JAKARTA, KOMPAS.com - Soliditas partai-partai politik pengusung calon presiden (Capres) nomor urut 1 Anies Baswedan dan Capres nomor urut 3 Ganjar Pranowo buat mendorong hak angket di Dewan Perwakilan Rakyat (DPR) terkait penyelidikan dugaan kecurangan pada pelaksanaan pemilihan umum (Pemilu) 2024 diragukan.
Peneliti Indikator Politik Indonesia Bawono Kumoro memaparkan sejumlah faktor yang ditengarai bakal membuat kedua kubu tidak bakal 1 suara dalam upaya menggulirkan hak angket.
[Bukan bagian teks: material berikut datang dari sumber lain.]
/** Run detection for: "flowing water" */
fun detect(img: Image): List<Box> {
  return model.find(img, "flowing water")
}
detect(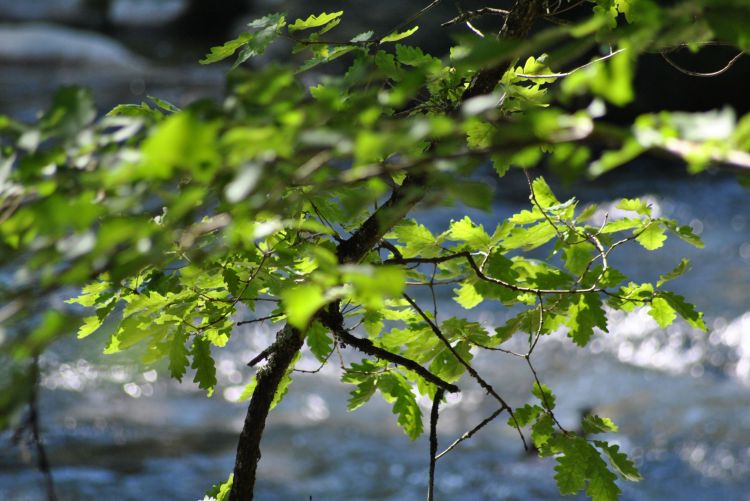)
[0,15,750,501]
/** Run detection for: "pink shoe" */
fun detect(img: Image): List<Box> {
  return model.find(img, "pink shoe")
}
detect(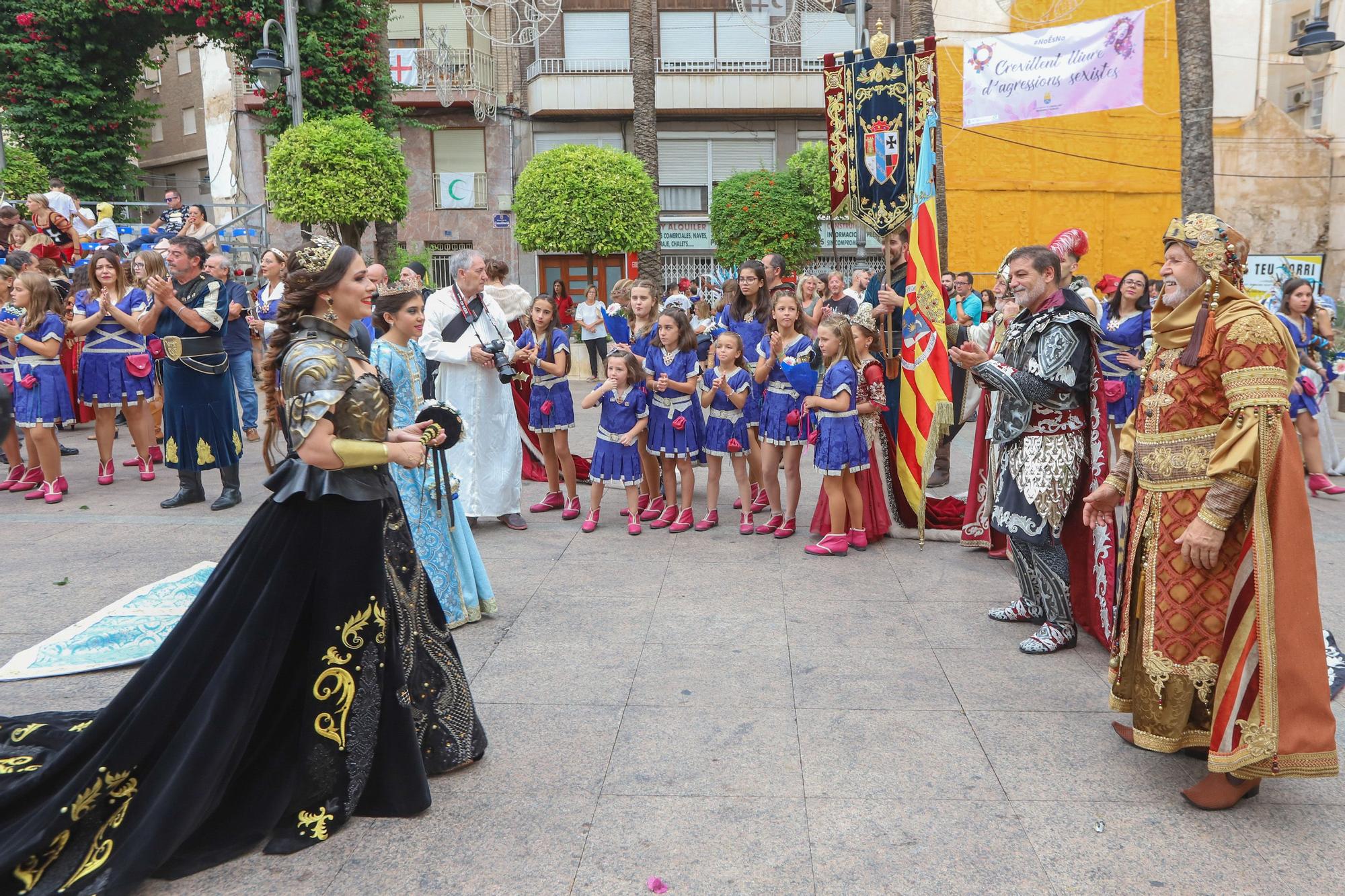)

"Soliditas partai-partai di koalisi 1 dan 3 dalam rencana mengajukan hak angket ataupun hak interpelasi terhadap presiden, terhadap pemerintah mengenai Pemilu 2024 ini patut diragukan," kata Bawono saat dihubungi pada Selasa (20/2/2024).
Salah satu peristiwa yang menurut Bawono bakal membuat kedua kubu sulit mencapai kesamaan pandangan buat mengajukan hak angket di DPR adalah makan malam antara Presiden Joko Widodo (Jokowi) dan Ketua Umum Partai Nasdem Surya Paloh, di Istana Negara pada Minggu (18/2/2024).
Baca juga: Soal Hak Angket Dugaan Kecurangan Pemilu, PKS: Kami Kaji Dulu
Menurut Bawono, peristiwa itu melambangkan 2 figur penting yang saling berhadapan pada Pilpres 2024. Yakni Jokowi sebagai perlambang kekuatan politik di balik pasangan Capres-Cawapres nomor urut 2 Prabowo Subianto-Gibran Rakabuming, dan Surya Paloh sebagai "kingmaker" kubu Capres-Cawapres Anies Baswedan-Muhaimin Iskandar.
Bawono menilai lewat pertemuan memberi sinyal bakal ada langkah kompromi yang diambil meski sepanjang proses Pilpres 2024 kedua belah pihak ada dalam posisi berhadapan.
"Pertemuan Presiden Joko Widodo dengan Ketua Umum Partai Nasdem Surya Paloh beberapa hari lalu itu merupakan tanda bahwa soliditas itu sudah tidak mungkin tercapai," ujar Bawono.
"Karena pertemuan tersebut sekaligus menandakan adanya kesediaan dari kedua belah pihak untuk bertemu pada satu titik kesamaan atau titik kompromi," sambung Bawono.
Baca juga: Menilik Kans Kubu Anies dan Ganjar Dorong Hak Angket soal Dugaan Kecurangan Pemilu
Faktor lainnya yang menurut Bawono bakal menjadi ganjalan buat mengajukan hak angket di DPR adalah partai-partai yang ada di kedua kubu, kecuali Partai Keadilan Sejahtera (PKS), berada dalam koalisi pemerintahan Jokowi-Ma'ruf Amin.
Jika mereka tetap menggulirkan hak angket maka dapat dipandang sebagai sikap yang kontraproduktif terhadap partai dan bisa secara langsung membentuk opini negatif bahwa partai-partai itu seolah menjadi "musuh dalam selimut" bagi pemerintahan Jokowi-Ma’ruf Amin.
"Realitas politik itu tentu akan membuat mereka kikuk atau tidak leluasa dalam mengajukan hak interpelasi ataupun hak angket, karena saat ini hingga Oktober mendatang mereka masih menjadi bagian dari pemerintahan koalisi Presiden dan Wakil Presiden Joko Widodo-Ma'ruf Amin," ucap Bawono.
Sebelumnya diberitakan, Ganjar Pranowo yang pertama menyuarakan soal hak angket.
Menurut Ganjar, Pemilu 2024 ditengarai dinodai aksi kecurangan melibatkan sejumlah lembaga negara.
Baca juga: Ganjar Dorong Hak Angket DPR, Sekjen Gerindra: Sesuatu yang Tidak Perlu
"Dalam hal ini, DPR dapat memanggil pejabat negara yang mengetahui praktik kecurangan tersebut, termasuk meminta pertanggung jawaban KPU (Komisi Pemilihan Umum) dan Bawaslu (Badan Pengawas Pemilu) selaku penyelenggara Pemilu," kata Ganjar dalam keterangannya, Senin (19/2/2024) lalu.
Soal tuduhan kecurangan itu, kata Ganjar, harus diusut oleh oleh DPR dengan memanggil seluruh penyelenggara Pemilu sebagai wujud fungsi kendali dan pengawasan.